The Global Art Market Grew to $67.8 Billion in 2022, Exceeding Pre-Pandemic Levels

The global art market totaled $67.8 billion in 2022, growing by 3% year-over-year and reaching its second-highest level to date, according to The Art Market 2023, authored by Dr. Clare McAndrew, Founder of Arts Economics and published by Art Basel in partnership with UBS. The report can be downloaded for free here.

This put the market slightly above its 2019 pre-pandemic level, but growth was not as high as expected, hampered as it was by political and economic instability, intensifying war in Ukraine, rising inflation and interest rates, supply chain problems, and the increasing possibility of recession in major markets. Strict lockdowns in China throughout 2022 further impacted the market’s recovery in the region.

Detail of a work by Ju Ting presented by Galerie Urs Meile at Art Basel in Basel 2022

Here are seven key takeaways from The Art Market 2023.

1. Global art sales grew, exceeding 2019, pre-pandemic levels

Global art sales increased by 3% year-on-year to about $67.8 billion, with the market exceeding its pre-pandemic level of 2019, when it was $64.4 billion. Bustling art fairs, successful auctions at the high end, and busy in-person exhibition schedules contributed to a rising market.

2. The US remained the largest market, and reached its highest level to date

The US remained the top market, commanding 45% of global sales by value in 2022 and growing by 8% year-on-year to reach $30.2 billion, its highest level to date. Significant growth at the high-end of the auction market, along with some growth in dealer sales, propelled the increase. The US market experienced one of the most robust recoveries of all global markets after a 25% dip in sales in 2020.

3. The UK and China traded places in 2022, ranking second and third among global markets respectively

The UK resumed its position as the second-largest market, with 18% of global sales, climbing from third in 2021, while China fell from second into third in 2022, dropping to 17%. The UK saw solid growth of 5% to $11.9 billion in 2022, overcoming intense economic and political hurdles. This was the second year of growth, but the country has not yet reached its pre-pandemic level of $12.2 billion.

With widespread lockdowns considerably hampering market activity, China had a worse 2022, with sales declining by 14% year-on-year to $11.2 billion. Excluding 2020, this was the country’s worst year since 2009, with some art fairs and auctions cancelled, cut short, or postponed.
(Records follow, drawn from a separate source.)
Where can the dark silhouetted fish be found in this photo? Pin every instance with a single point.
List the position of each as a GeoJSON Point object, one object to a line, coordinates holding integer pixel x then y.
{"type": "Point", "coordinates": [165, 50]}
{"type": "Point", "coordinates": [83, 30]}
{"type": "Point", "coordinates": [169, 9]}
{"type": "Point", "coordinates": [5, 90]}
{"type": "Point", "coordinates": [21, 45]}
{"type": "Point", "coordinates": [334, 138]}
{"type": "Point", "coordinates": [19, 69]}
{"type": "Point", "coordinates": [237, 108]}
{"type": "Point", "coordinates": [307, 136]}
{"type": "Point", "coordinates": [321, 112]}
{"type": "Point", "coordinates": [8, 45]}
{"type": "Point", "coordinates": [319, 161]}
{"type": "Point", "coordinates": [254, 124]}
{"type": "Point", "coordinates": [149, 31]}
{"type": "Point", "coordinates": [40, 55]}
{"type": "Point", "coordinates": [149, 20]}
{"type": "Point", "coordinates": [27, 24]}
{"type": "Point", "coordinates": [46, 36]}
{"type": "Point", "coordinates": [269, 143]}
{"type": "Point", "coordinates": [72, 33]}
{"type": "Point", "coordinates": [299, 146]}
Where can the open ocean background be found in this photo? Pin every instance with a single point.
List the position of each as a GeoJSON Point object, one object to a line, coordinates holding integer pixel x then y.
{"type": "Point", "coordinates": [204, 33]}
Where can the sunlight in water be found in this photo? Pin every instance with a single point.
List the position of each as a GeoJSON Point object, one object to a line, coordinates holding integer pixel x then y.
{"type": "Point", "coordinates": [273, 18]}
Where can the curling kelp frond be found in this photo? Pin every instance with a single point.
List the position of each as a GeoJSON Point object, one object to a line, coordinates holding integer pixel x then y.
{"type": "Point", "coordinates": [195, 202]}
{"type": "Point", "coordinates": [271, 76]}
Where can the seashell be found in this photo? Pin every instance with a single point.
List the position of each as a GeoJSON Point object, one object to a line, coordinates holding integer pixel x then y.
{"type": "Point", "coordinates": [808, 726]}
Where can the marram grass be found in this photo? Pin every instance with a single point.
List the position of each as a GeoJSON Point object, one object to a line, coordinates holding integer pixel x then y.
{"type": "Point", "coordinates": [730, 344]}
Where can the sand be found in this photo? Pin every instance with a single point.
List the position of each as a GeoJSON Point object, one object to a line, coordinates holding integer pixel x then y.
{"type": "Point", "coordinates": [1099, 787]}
4. It was a good year for many dealers, with sales reaching their pre-pandemic level

In the main, it was a very positive year for dealers, though not for all. Dealer sales climbed 7% year-on-year, reaching the pre-pandemic level of $37.2 billion. Nearly two-thirds (61%) reported an increase in sales year-on-year, and a majority (58%) even saw an improvement in values over 2019. About a quarter (24%) reported a year-on-year decline in values. The return of art fairs resulted in dealers making a growing percentage of their sales at in-person events. These increased from about a quarter of sales in 2021 (27%) to more than a third in 2022 (35%), though the number still fell shy of the figure from 2019, which was 42%.

5. While digital commerce far outpaced pre-pandemic levels, it dropped considerably in 2022

E-commerce, which enabled dealers and auction houses to survive the global COVID-19 pandemic, saw a further reduction in 2022 as businesses and collectors began to operate on busier in-person schedules. However, the market has not completely returned to its pre-pandemic division of online and offline sales. Online-only sales fell to $11 billion, dropping 17% from their 2021 peak of $13.3 billion, though still 85% higher than in 2019. Online sales represented 16% of the art market’s 2022 sales volume overall, down 4% year-on-year.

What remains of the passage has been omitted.